Securely attached people are comfortable being close to others and comfortable being on their own. They can tell you what they need without turning it into a whole thing when they do not get it immediately. They trust that relationships are generally safe. When there is conflict, they talk about it. When their partner needs space, they do not immediately assume the relationship is ending.
They feel things fully. They are just not living inside the worst-case scenario all the time.
If that sounds like a mythical person to you, sit with that reaction; it is telling you something.

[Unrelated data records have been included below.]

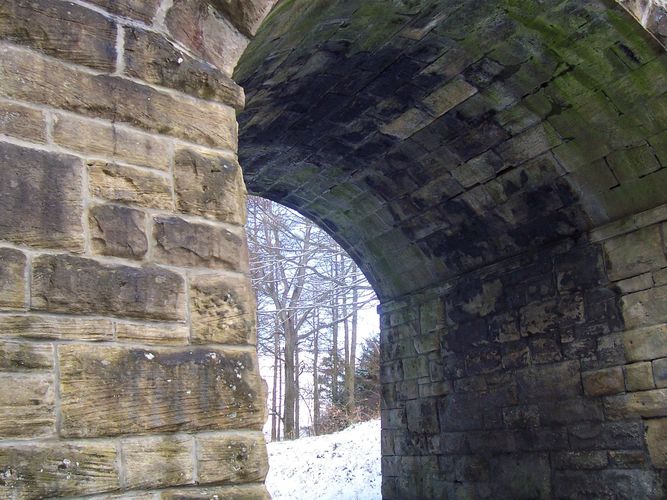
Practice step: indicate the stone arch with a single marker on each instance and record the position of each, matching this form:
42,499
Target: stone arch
508,209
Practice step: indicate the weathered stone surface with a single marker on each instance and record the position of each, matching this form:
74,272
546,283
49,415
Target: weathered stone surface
656,439
603,382
61,283
639,376
129,185
22,356
63,30
118,231
156,462
23,122
12,279
210,185
206,33
40,198
111,141
27,405
151,58
143,10
222,310
635,253
188,244
645,343
231,458
22,76
58,469
158,390
153,334
43,328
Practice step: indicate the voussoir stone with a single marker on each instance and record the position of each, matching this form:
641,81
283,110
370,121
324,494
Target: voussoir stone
222,310
66,284
12,279
136,390
40,198
118,231
188,244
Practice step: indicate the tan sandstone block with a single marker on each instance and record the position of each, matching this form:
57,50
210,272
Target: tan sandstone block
222,310
656,439
188,244
120,143
40,197
156,462
209,185
74,285
115,99
58,469
22,122
232,458
157,390
27,405
118,231
129,185
43,327
12,279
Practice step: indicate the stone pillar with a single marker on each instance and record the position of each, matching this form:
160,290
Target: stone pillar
127,323
544,376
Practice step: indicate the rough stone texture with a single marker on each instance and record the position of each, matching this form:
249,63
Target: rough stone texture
186,244
118,231
66,284
12,279
222,309
40,198
231,458
129,185
156,462
209,185
123,144
158,390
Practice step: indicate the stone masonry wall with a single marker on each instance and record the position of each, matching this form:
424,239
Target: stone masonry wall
127,323
540,377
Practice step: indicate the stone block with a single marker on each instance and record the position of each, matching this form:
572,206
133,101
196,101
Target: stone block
63,30
187,244
129,185
111,141
153,334
118,231
603,382
157,462
645,343
157,390
40,198
27,405
115,99
153,59
660,372
656,439
23,356
12,279
22,122
50,328
58,469
142,10
639,376
209,185
635,253
231,458
74,285
222,310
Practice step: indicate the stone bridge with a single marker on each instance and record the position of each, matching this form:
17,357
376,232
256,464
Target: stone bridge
497,169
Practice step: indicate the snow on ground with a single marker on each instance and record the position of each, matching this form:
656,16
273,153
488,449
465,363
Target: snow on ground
340,466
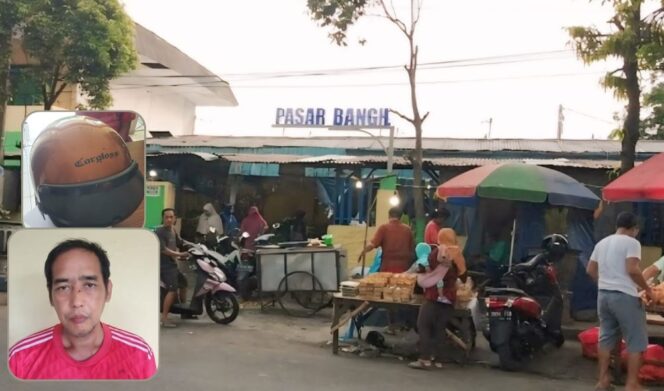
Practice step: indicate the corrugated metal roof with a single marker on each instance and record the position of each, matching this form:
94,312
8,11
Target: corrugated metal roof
440,144
467,162
208,157
398,161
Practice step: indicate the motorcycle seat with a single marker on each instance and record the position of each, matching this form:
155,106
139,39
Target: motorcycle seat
531,264
505,291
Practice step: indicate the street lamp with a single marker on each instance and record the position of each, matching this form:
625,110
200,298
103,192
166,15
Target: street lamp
394,200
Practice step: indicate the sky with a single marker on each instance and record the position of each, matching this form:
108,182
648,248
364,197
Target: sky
242,41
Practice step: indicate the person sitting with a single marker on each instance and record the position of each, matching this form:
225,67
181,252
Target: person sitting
654,274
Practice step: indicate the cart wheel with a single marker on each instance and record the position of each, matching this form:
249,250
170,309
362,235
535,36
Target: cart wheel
301,294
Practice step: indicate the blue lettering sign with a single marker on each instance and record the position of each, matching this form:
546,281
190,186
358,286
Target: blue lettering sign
280,115
338,117
315,116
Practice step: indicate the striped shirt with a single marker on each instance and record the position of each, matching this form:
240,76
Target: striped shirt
122,355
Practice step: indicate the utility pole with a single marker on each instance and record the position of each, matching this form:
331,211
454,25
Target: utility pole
490,122
561,120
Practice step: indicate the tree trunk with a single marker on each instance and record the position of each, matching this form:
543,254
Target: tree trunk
5,64
632,120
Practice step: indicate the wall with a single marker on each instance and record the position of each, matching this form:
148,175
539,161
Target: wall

So, How do You Know Your Attachment Style?
The beginning of a relationship tells you almost nothing, because new love is a great disguise. Everyone seems relatively stable when everything is fresh, and nothing has been asked of them yet. The honest data is in the middle, in the ordinary parts, after the initial high has worn off.
Pay attention to how you fight. Do you escalate and chase resolution? Do you shut down and leave the room? Do you go cold in ways that surprise even you? That is your attachment pattern, undisguised.
Pay attention to how you use reassurance. Does it settle you briefly and then wear off, so you need it again? Does it feel unnecessary, even slightly annoying? Do you want it, but find it almost impossible to ask for? All of that is data.
The most honest way to find yours is to pay attention to how you feel inside a relationship, not just what you do. Behaviour is the surface. The feeling underneath is the data.
And pay attention to the moment a relationship starts feeling serious, when the stakes rise, when someone starts needing things from you, when the newness wears off. Who do you become then? That person is doing the most honest thing you will see from your attachment style.
And now, the important part.
None of this is your fault; that is the actual point. Your attachment style was not chosen. It was learned quietly and efficiently in the years before you knew you were learning anything.
But knowing your style matters enormously, because awareness is not the same as destiny.
You can be anxiously attached and still build a relationship that does not consume you. You can be avoidant and learn to stay in the discomfort of closeness long enough to actually experience it. You can have fearful-avoidant patterns and work through them with a therapist, a safe partner, or simply with time, information, and a willingness to keep looking at yourself without flinching.
Understanding your attachment style helps you manage your “tendencies” so you can have a healthy, secure relationship.